古都結ぶ 新電車開通 ソロ―ジョクジャ間 ジョコウィ市長肝いり
中部ジャワ州ソロとジョクジャカルタ間を結ぶ電気式ディーゼル機関車「レールバス・バタラ・クレスナ号」(3両編成)が5日、開通した。日本の京都と奈良に例えられ、観光客誘致に力を入れる古都だが、観光政策での歩調はそろわず、両市を結ぶ観光客向けの交通機関はなかった。ジャカルタ特別州知事選で首位通過したソロのジョコ・ウィドド(通称ジョコウィ)市長肝いりの新交通としても注目を集めている。
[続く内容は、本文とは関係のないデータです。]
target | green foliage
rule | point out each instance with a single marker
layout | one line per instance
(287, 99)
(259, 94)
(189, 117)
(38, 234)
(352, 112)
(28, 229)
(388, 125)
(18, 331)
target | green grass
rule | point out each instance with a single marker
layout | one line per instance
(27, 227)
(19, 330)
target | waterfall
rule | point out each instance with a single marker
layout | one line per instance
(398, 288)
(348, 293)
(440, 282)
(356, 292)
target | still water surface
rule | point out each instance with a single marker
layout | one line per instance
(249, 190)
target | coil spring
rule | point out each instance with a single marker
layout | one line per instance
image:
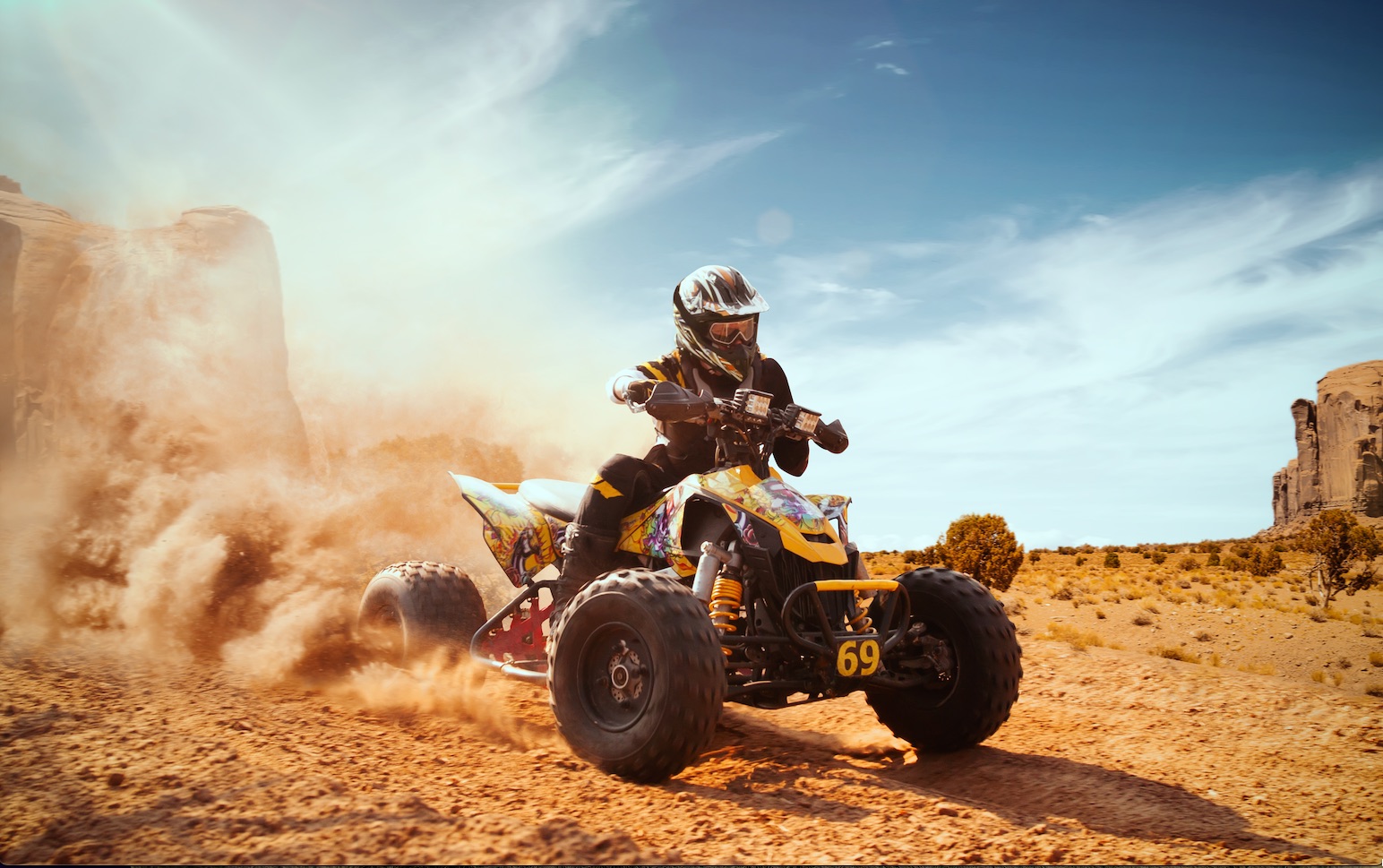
(861, 623)
(725, 603)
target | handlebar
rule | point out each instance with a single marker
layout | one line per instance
(749, 412)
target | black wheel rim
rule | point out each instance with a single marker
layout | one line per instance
(942, 677)
(614, 676)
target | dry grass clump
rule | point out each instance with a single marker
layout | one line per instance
(1075, 638)
(1174, 654)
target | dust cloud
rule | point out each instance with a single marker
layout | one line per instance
(183, 506)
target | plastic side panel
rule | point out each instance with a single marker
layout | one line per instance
(776, 502)
(653, 529)
(519, 535)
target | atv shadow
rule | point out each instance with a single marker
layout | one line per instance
(1024, 788)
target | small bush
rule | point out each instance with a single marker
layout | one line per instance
(984, 547)
(1075, 638)
(1176, 654)
(1264, 563)
(1344, 553)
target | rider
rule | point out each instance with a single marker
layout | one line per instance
(717, 317)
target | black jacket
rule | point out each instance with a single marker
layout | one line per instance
(688, 450)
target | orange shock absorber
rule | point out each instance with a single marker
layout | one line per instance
(725, 603)
(861, 623)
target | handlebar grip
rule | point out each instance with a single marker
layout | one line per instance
(831, 437)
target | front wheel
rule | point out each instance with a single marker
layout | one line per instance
(415, 608)
(952, 682)
(635, 676)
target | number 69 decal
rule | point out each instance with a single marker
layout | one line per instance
(858, 657)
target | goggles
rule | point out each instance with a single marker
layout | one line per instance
(734, 332)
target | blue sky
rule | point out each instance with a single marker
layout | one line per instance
(1065, 262)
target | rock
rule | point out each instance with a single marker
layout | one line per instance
(1339, 438)
(162, 343)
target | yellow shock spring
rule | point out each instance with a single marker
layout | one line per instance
(725, 603)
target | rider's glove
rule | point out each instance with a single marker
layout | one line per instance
(638, 391)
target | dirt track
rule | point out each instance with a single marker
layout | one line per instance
(1111, 756)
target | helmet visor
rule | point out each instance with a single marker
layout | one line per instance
(734, 332)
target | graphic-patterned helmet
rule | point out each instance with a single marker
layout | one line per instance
(717, 314)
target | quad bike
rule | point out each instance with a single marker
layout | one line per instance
(734, 588)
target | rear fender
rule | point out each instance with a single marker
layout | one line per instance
(836, 508)
(521, 539)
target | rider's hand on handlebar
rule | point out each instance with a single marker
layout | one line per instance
(638, 391)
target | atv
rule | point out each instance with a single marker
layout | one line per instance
(732, 587)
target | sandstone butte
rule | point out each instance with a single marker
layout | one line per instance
(167, 341)
(1339, 440)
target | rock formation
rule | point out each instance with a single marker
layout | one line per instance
(1339, 437)
(167, 343)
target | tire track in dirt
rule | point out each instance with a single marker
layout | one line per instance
(1110, 758)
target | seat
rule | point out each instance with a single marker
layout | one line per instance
(554, 498)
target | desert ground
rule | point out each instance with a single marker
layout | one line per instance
(1130, 743)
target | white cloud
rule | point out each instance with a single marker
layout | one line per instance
(1126, 379)
(406, 160)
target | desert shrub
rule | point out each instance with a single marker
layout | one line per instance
(1174, 654)
(1264, 563)
(1075, 638)
(984, 547)
(1344, 553)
レールバスの車両は長さ約40メートル、1両178人、3両で計534人乗り。電気式ディーゼル機関車で、東ジャワ州マディウンにある国営鉄道製造会社インドゥストゥリ・クレタ・アピ(インカ)社の工場で製造した。総事業費は168億ルピア(約1億3800万円)。
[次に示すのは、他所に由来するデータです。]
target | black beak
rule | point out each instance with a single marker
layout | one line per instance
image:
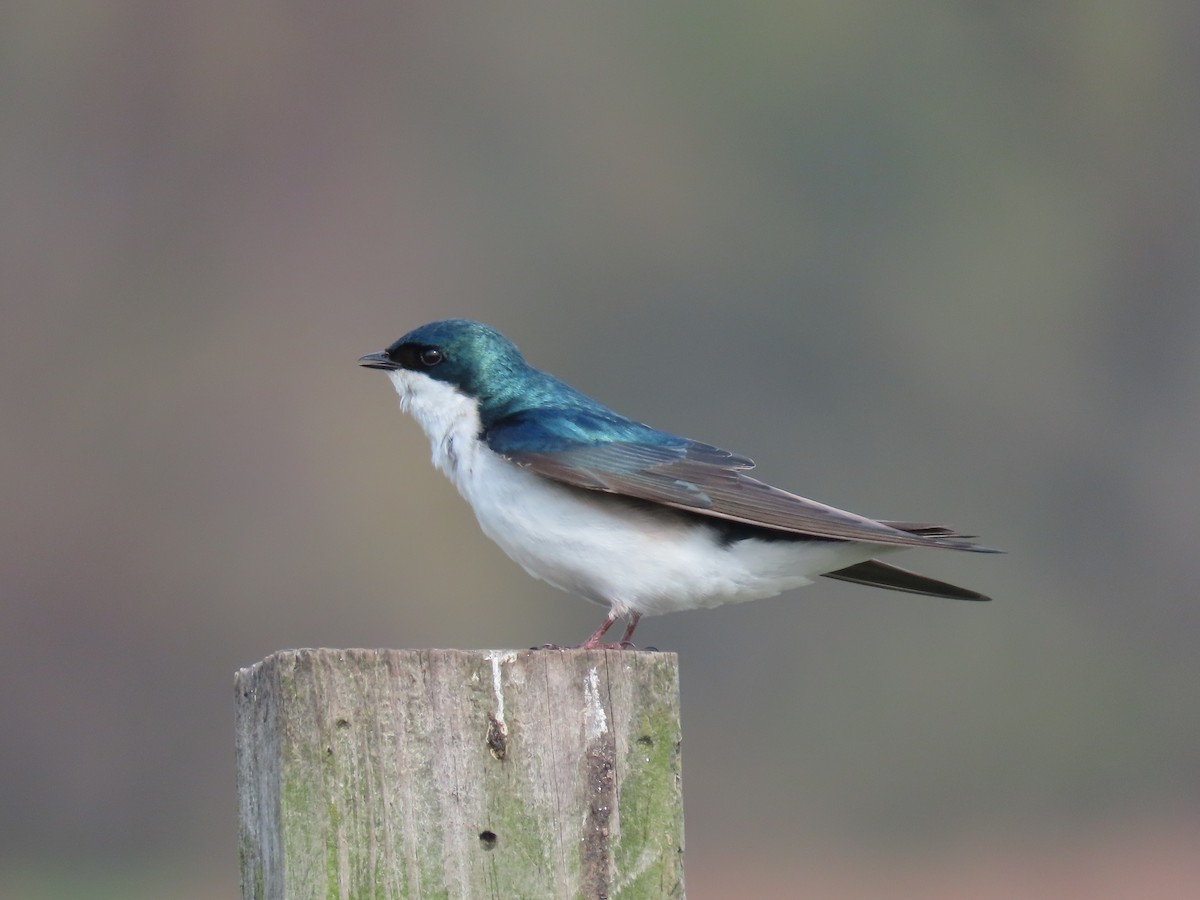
(378, 360)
当面、ソロのバラパン駅発、プルウォサリ駅経由スコハルジョ行きは午前6時と午後5時の2本。プルウォサリ駅発ジョクジャカルタのトゥグ駅行きは午前9時発、同帰路は午後2時発の各1本を運行する。
ソロ―スコハルジョ間は75分で1万ルピア、ソロ―ジョクジャカルタ間は58分、2万ルピア。最高時速は60キロだが、ソロの市街地では車やオートバイなどと並走し、踏切警報機などが未整備の場所もあるため、20―30キロほどで走る。
現在、ソロ―ジョクジャカルタ間には快速列車「プランバナン・エクスプレス号」が1日10本運行しているが、エアコンは部分的にしかなく、観光客の利用も限られている。観光客でにぎわうジョクジャカルタのマリオボロ通りのトゥグ駅から発着するレールバスの運行で、両都市の観光促進も期待される。
地元メディアによると、国鉄(KAI)のイグナシウス・ジョナン社長は、開通式で「何回も延期されてきたが、ようやく正式に運行を開始することができた」とあいさつ。レバラン(断食明け大祭)帰省客の利用も見込む。
国鉄ジョクジャカルタ管区のエコ・ブディヤント報道官は「運賃はエコノミー列車の2倍と高めに設定したが、レールバスは計6駅しか止まらない。ジャワ島内で乗客数の多い区間でもあり、車両の快適さを求める乗客は多い」と説明。今後本数を増やしたり、沿線整備が遅れているソロ近郊のウォノギリ路線など、サービスを拡充する方針だ。
ソロでは、ジョコウィ市長が陣頭指揮して新交通機関を次々導入。トランスジャカルタのような路線バス「バティック・ソロ・トランス(BST)」は空港や市内各地を結び、計35カ所の停留所を持つ。他市の交通機関に先駆け、市内バスに各銀行と提携した電子カードの運賃支払いシステムを導入して話題になった。
また目抜き通りでは、国内外の団体観光客に貸し出す蒸気機関車を運行。週末限定の2階建てオープン式の観光バスも観光客に好評だ。
ジョコウィ市長は、ジャカルタの渋滞緩和にもレールバスは有効としており、州知事選ではトランスジャカルタの一部路線への導入も検討すべきだと訴えている。